Vitriol Is Not A Side Effect, It's The Whole Point

Glen Reynolds:

JONAH GOLDBERG SPANKS ELLEN GOODMAN for a silly column comparing people who disagree with global warming theater to holocaust deniers.

This sort of behavior by global-warming enthusiasts is offputting, and justifies those who compare them with religious fanatics. As Arnold Kling wrote the other day:

The Left's religion often comes dressed up as science. Marxism is one example. The eugenics movement of the early twentieth century is another. The Global Warming crusade is probably another.
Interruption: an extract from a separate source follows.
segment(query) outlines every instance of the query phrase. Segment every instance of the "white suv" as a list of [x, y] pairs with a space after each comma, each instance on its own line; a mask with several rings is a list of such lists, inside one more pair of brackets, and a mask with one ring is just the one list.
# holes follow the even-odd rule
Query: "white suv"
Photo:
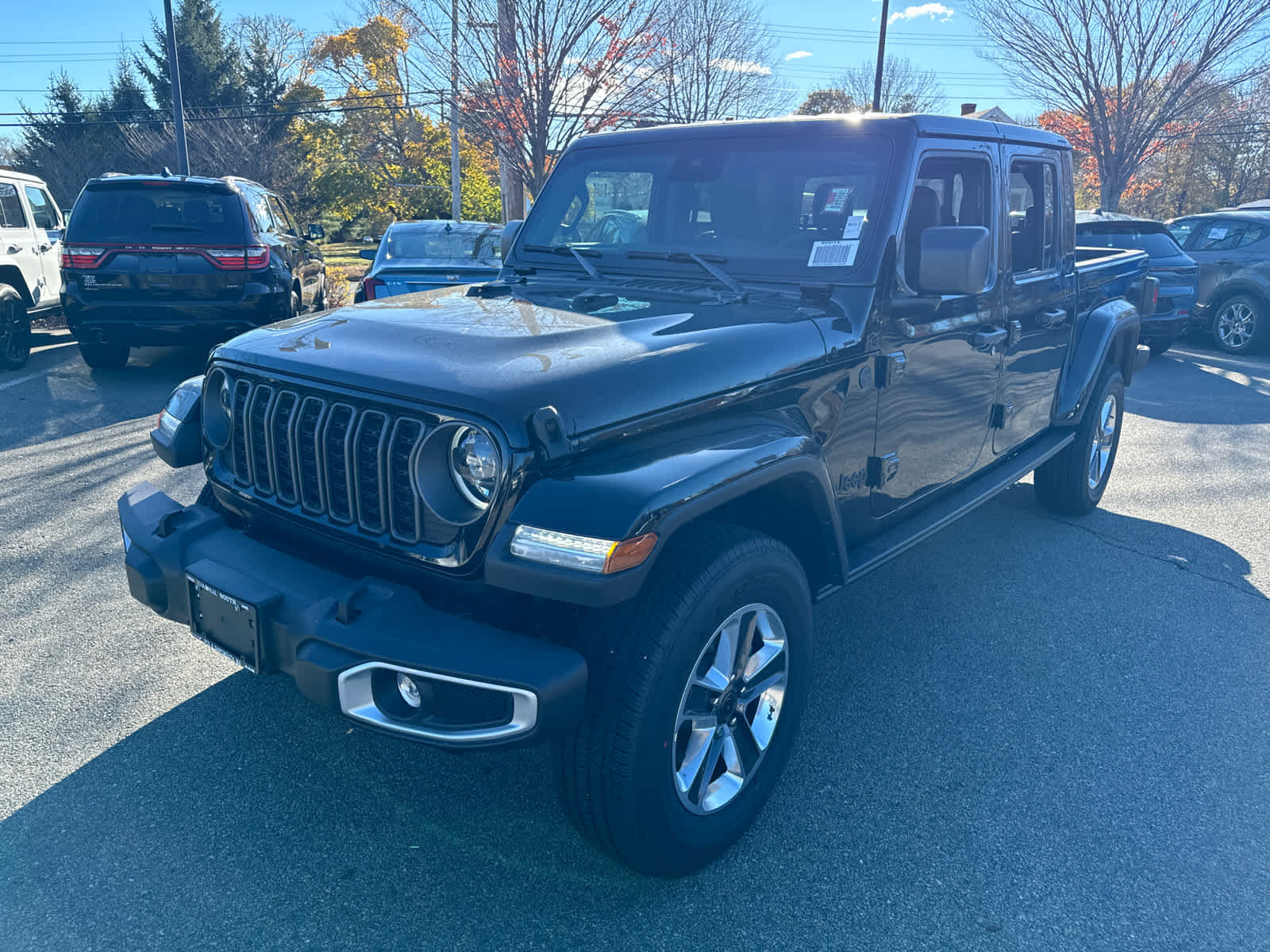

On a practical level this doesn't matter that much to me -- as I wrote before, we should probably be acting as if global warming theories are true regardless -- but acting as if isn't the same as crushing all dissent. And I can't help but feel that for people like Goodman, getting to compare people you disagree with to holocaust deniers is the main point, and global warming is just the excuse. Don't want me to get that impression? Don't act that way, then.

Jonah Goldberg has quite a good column about the Global Warming power grab juggernaut. Here's a line I liked (bolded below):

Environmentalists like to claim the “energy independence” issue, but it’s not a neat fit. We could be energy independent soon enough with coal and nuclear power. But coal contributes to global warming, and nuclear power is icky. So, instead, we’re going to massively subsidize the government-brewed moonshine called ethanol.

Here again, the benefits barely outweigh the costs. Ethanol requires almost as much energy to make as it provides, and the costs to the environment and the economy may be staggering.

Frankly, I don’t think the trade-off is worth it — yet. The history of capitalism and technology tells us that what starts out expensive and arduous becomes cheap and easy over time.

Lewis and Clark took months to do what a truck carrying Tickle-Me Elmos does every week. Technology 10 years from now could solve global warming at a fraction of today’s costs. What technologies? I don’t know. Maybe fusion. Maybe hydrogen. Maybe we’ll harness the perpetual motion of Sen. Joe Biden’s mouth.